The idea of Soltra, he says, is to increase the cost of cyber-crime for the perpetrators by standardising and automating much of the cyber defence. Soltra will enable firms to share information about what attackers are doing, which will enable other firms to be more nimble in their responses and know what to look out for.
“We are using the concept of straight through processing in fighting cyber-crime,” he says. “Of course attackers will always innovate and try to stay ahead. The idea we have is to try to tackle the underlying economics as well as the technical elements.”
There are some basic ‘hygiene’ approaches firms can take to guard against cyber-attack. Australia’s Defence Signal Directorate (an Australian Government intelligence agency) recently issued the following recommendations:
- application white listing (maintaining a simple list of applications that have been granted permission by the user or an administrator);
- patch applications (ensuring software designed to update a program or its supporting data is updated in order to fix security vulnerabilities);
- patch operating systems (as above); and
- minimising the number of users with domain local administrative privileges (in order to prevent vulnerabilities related to phishing attacks, for example).
Speaking at a Sydney conference last year, assistant secretary of cyber security at the Directorate, Joe Franzi, told delegates that between 2011 and 2013 reported cyber-attacks in Australia had risen from 1259 to 2148. Banking and finance were among the five most commonly targeted sectors.

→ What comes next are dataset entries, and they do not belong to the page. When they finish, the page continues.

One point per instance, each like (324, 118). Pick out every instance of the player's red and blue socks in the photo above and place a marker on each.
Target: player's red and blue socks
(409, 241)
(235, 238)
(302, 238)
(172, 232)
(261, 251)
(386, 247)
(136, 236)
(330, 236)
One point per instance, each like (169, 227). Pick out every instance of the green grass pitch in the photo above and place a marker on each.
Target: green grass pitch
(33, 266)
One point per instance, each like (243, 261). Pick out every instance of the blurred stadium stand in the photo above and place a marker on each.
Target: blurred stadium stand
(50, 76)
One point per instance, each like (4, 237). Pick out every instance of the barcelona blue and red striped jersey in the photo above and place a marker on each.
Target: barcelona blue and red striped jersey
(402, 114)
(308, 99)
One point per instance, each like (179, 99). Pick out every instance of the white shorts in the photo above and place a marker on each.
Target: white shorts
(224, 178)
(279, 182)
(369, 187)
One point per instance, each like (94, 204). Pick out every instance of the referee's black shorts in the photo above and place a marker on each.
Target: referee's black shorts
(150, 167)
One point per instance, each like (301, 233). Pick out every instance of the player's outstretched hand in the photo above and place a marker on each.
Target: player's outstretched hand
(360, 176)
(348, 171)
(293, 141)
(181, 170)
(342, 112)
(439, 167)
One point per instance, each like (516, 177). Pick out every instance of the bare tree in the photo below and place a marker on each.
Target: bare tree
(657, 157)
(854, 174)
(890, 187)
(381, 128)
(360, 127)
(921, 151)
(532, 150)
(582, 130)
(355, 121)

Meanwhile in the US, Lawsky addressed the practicalities of protecting against cyber-attacks. The Department is not only looking to incentivise market participants to do more to protect themselves but is also revamping its regular examinations of banks and insurance companies to incorporate new, targeted assessments of those institutions’ cyber security preparedness. “If we grade banks and insurers directly on their defences against hackers as part of our examinations, it will incentivise those companies to prioritise and shore up their cyber security protections,” he says.

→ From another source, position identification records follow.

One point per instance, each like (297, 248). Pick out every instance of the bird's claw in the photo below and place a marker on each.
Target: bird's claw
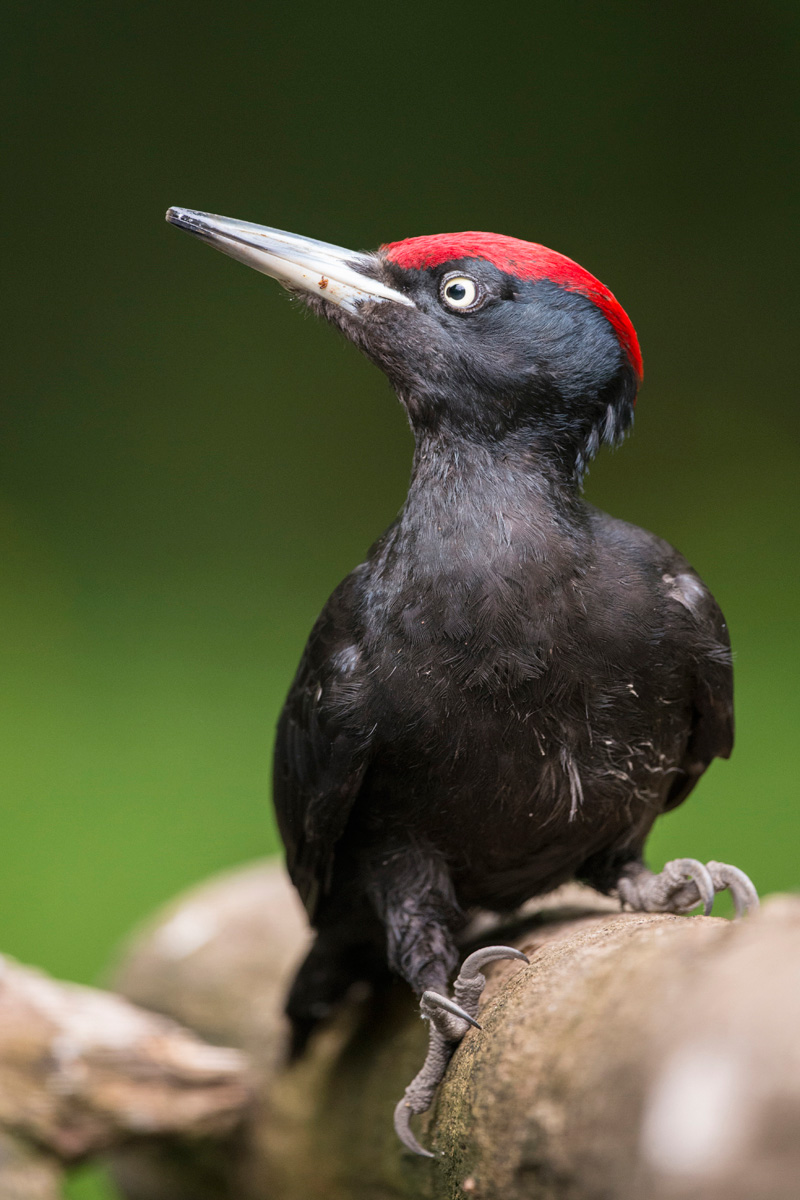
(740, 886)
(432, 1005)
(684, 883)
(449, 1019)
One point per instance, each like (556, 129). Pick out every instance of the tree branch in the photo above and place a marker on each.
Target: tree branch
(638, 1055)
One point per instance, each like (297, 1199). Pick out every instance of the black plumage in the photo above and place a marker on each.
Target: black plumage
(513, 685)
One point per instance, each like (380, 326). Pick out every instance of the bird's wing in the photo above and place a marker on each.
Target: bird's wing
(711, 729)
(323, 747)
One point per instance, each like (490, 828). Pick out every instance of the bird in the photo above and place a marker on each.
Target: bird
(513, 685)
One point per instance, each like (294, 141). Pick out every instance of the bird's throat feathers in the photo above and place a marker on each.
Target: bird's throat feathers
(470, 508)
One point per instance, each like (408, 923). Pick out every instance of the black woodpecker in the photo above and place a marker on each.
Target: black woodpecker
(513, 685)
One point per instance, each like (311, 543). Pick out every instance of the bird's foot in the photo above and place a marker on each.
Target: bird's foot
(683, 885)
(450, 1020)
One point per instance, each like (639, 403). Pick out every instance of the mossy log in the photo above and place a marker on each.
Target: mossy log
(638, 1055)
(82, 1071)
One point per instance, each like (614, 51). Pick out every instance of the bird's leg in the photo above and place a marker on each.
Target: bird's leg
(683, 885)
(449, 1024)
(414, 897)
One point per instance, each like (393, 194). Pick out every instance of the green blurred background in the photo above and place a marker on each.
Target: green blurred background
(188, 466)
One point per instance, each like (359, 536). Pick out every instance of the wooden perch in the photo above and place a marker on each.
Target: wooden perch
(637, 1056)
(82, 1071)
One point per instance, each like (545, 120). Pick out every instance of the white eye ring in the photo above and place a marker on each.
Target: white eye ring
(459, 292)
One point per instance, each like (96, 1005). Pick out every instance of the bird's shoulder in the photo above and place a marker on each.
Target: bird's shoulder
(323, 742)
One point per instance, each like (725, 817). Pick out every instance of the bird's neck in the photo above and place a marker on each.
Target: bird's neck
(471, 505)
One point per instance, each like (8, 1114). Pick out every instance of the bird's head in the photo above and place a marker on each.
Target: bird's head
(482, 336)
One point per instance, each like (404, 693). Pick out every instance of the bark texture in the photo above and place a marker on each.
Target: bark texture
(638, 1055)
(82, 1071)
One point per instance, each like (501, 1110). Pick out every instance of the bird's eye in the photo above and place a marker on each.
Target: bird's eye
(459, 292)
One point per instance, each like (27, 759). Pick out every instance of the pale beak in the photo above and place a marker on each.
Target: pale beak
(301, 264)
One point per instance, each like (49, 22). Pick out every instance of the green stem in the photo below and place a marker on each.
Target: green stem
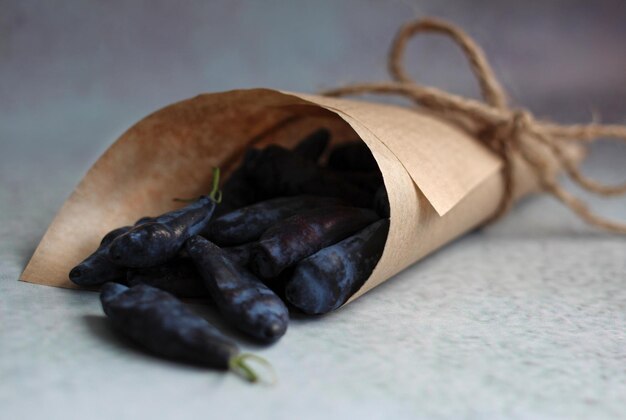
(238, 365)
(216, 193)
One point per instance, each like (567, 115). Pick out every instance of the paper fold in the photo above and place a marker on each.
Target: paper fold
(441, 183)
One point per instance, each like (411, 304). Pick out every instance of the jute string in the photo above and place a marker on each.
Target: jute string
(507, 131)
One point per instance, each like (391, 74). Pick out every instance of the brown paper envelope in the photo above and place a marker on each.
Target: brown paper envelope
(441, 183)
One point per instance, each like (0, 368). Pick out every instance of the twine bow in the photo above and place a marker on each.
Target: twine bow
(508, 132)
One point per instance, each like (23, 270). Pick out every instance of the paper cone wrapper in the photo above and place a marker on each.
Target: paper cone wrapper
(441, 182)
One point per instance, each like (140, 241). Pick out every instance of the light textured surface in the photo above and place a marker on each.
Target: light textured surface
(524, 319)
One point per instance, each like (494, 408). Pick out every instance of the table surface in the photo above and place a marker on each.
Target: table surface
(525, 318)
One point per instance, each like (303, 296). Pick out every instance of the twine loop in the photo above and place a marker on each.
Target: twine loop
(509, 133)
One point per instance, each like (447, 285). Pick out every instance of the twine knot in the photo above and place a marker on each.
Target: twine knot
(509, 133)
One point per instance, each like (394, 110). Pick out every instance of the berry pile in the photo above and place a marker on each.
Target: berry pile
(284, 231)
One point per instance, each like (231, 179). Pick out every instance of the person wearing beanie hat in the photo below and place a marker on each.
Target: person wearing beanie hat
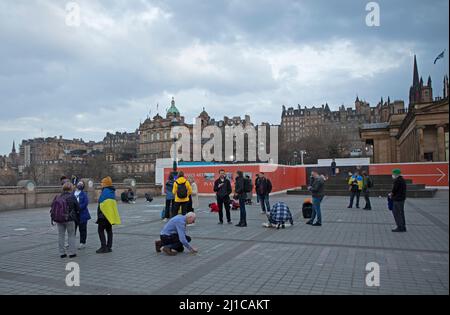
(398, 196)
(106, 182)
(83, 200)
(107, 215)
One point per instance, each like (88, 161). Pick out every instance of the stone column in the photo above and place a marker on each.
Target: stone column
(420, 143)
(441, 142)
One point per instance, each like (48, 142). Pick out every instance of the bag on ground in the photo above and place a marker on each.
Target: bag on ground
(307, 210)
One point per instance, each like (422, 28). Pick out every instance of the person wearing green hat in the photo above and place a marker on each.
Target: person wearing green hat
(398, 196)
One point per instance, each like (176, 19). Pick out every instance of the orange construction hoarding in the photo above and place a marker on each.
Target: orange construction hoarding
(429, 174)
(282, 177)
(290, 177)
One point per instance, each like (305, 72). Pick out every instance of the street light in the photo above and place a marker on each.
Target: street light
(302, 153)
(174, 124)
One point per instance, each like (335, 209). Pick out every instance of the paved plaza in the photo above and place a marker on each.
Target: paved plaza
(301, 259)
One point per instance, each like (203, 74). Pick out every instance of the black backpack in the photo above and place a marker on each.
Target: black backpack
(182, 191)
(248, 185)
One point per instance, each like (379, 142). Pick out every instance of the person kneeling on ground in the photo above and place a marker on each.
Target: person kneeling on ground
(173, 236)
(279, 215)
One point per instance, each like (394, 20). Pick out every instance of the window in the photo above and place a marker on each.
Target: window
(428, 156)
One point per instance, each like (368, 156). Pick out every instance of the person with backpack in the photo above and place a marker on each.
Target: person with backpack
(355, 187)
(398, 196)
(367, 185)
(249, 191)
(85, 216)
(65, 212)
(193, 199)
(222, 188)
(181, 190)
(262, 191)
(241, 187)
(107, 215)
(333, 167)
(256, 187)
(170, 197)
(317, 191)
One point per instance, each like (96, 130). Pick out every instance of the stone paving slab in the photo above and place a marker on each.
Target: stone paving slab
(297, 260)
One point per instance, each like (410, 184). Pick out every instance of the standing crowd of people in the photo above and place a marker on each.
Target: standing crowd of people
(69, 210)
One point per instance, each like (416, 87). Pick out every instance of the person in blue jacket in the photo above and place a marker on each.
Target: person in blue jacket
(170, 198)
(85, 216)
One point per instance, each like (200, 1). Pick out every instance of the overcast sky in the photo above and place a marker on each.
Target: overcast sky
(232, 57)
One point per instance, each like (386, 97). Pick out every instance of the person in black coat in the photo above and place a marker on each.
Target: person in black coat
(398, 196)
(222, 188)
(73, 210)
(263, 190)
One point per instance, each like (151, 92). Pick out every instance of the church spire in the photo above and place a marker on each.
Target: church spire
(416, 73)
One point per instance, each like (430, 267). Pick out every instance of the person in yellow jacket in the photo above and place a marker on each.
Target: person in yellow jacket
(181, 190)
(107, 215)
(355, 183)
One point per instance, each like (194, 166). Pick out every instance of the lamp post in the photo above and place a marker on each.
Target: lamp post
(174, 124)
(302, 153)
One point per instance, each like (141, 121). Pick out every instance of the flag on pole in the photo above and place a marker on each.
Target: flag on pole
(441, 55)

The Department is also considering steps to address the cyber security of third-party vendors, which is a “significant vulnerability”. The fact that such vendors often have access to a financial institution’s IT systems could be a weakness when it comes to guarding against attackers. Lawsky said it is considering mandating that financial institutions receive “robust” representations and warranties from third-party vendors who have critical cyber security protections in place.
Moreover, the Department is considering multi-factor authentication of system users which has requires username and password as well as a second layer of security such as a text alert additional password.
IT security specialists Kaspersky Lab points out that firms should not just pay attention to IT-based security solutions but also to the staff employed. This is because the majority of data security breaches occur due to employee actions, either intentional or unintentional. As a result firms should set out an employee’s responsibilities and accountability regarding confidential information and promote a greater understanding of working with and handling corporate information on mobile devices.